In my last article, I talked about making hard choices when it comes to projects. In this article, I talk about the follow-through with the choice that I needed to make last week.
Having decided that I needed to replace the whitespace processing in the PyMarkdown parser, the follow through was brutal. As of last week’s article, I had burnt through all except twenty-five scenario tests. Experience led me to believe that those remaining tests were going to be the hard ones. Either fortunately or unfortunately for me, depending on one’s viewpoint, my estimates on the PyMarkdown project and work to be done have been spot on lately. It was going to be on hell of a week!
What Is the Audience for This Article?¶
While detailed more eloquently in this article, my goal for this technical article is to focus on the reasoning behind my solutions, rather than the solutions themselves. For a full record of the changes talked about in this article, please consult the commits that occurred between 05 Dec 2021 and 12 Dec 2021.
There are often diverse ways of saying the same thing. The gist of what I remember from one lecture that I attended is that the lecturer, someone smarter than me by far, was talking about how 80% of coding is just following established patterns. He further went on to say that the remaining 20% is a mixed bag of tasks that will either prove you to be a competent developer or force you to hurl your monitor out the window in frustration. For sure, that might seem like hyperbole to most. But if you ask most software developers to be honest about whether they have thought about throwing things around the office, including their computer or monitor, most will admit that they have had those thoughts.

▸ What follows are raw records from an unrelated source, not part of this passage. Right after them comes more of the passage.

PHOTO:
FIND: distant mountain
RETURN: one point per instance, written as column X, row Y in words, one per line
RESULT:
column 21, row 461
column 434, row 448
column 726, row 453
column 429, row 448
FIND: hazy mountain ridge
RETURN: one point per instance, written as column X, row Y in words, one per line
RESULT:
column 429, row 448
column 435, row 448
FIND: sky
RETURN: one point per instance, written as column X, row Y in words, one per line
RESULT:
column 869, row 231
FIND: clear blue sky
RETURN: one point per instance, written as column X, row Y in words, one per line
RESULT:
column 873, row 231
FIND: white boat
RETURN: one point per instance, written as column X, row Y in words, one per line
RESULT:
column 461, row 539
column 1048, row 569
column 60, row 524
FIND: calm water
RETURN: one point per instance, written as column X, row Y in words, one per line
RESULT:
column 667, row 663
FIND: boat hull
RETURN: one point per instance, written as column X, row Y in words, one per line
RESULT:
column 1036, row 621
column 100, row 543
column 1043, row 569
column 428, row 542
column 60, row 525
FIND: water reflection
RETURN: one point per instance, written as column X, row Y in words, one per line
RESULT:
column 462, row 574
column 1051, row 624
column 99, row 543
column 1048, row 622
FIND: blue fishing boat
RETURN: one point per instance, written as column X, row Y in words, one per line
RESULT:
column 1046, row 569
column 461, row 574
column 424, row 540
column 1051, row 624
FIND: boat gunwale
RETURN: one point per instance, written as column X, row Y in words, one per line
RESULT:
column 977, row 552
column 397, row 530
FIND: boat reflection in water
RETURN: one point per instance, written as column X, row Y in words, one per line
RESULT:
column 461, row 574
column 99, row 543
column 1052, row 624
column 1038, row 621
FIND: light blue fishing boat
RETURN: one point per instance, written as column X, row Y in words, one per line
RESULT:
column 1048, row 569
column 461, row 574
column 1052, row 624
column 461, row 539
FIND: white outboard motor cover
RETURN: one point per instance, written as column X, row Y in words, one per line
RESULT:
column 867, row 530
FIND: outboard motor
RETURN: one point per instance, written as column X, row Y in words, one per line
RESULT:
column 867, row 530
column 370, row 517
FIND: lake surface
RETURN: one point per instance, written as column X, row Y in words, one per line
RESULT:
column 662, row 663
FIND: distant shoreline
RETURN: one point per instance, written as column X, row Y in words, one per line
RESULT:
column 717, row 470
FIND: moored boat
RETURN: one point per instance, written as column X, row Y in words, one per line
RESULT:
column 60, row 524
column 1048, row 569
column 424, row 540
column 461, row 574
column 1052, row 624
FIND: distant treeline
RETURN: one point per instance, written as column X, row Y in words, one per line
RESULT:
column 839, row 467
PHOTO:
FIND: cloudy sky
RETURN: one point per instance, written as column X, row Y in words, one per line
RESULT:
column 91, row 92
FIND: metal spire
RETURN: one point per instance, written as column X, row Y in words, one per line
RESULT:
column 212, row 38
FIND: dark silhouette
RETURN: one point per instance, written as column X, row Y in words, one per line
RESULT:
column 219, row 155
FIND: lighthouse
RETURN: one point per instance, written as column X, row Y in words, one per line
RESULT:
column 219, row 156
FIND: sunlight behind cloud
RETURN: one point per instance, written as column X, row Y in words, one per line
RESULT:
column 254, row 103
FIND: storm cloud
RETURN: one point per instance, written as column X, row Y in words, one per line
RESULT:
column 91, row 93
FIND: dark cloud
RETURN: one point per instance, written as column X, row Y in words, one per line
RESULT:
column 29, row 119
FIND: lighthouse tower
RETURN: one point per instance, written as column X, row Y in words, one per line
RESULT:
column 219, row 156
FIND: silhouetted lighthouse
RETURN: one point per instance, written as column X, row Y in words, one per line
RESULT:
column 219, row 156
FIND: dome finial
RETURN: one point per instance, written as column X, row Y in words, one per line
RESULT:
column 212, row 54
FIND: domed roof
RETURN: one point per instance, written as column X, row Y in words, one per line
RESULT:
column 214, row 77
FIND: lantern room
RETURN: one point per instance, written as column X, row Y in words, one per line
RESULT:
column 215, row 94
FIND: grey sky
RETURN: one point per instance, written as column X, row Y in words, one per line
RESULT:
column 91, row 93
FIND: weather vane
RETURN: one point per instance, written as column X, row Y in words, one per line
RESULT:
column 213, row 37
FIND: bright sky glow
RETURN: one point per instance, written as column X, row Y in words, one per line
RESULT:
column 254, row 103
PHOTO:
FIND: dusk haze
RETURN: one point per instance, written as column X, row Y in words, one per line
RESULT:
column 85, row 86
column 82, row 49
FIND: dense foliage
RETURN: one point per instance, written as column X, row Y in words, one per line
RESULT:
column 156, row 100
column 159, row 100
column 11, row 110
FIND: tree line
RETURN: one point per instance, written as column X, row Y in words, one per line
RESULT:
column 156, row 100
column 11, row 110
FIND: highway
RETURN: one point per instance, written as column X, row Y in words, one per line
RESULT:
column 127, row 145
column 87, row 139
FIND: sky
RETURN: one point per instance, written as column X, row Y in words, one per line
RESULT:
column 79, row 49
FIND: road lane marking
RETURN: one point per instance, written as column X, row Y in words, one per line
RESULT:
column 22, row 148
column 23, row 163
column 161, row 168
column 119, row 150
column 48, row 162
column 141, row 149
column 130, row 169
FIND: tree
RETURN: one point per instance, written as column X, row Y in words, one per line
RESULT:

That frustration is just a natural thing. Software does exactly what you it is told to do, no more and no less. It then follows that if a developer has an incomplete picture of what they want to do, then the result is a program that is incomplete. And while the high-level picture of what to be done is always clear, that picture gets grainier as the software developer zooms in to individual sections of that picture. As a result, the gap between “the ideal” and “the reality” are what are known as bugs. The real question that faces most developers is whether they can find all the relevant bugs before the users of their programs do.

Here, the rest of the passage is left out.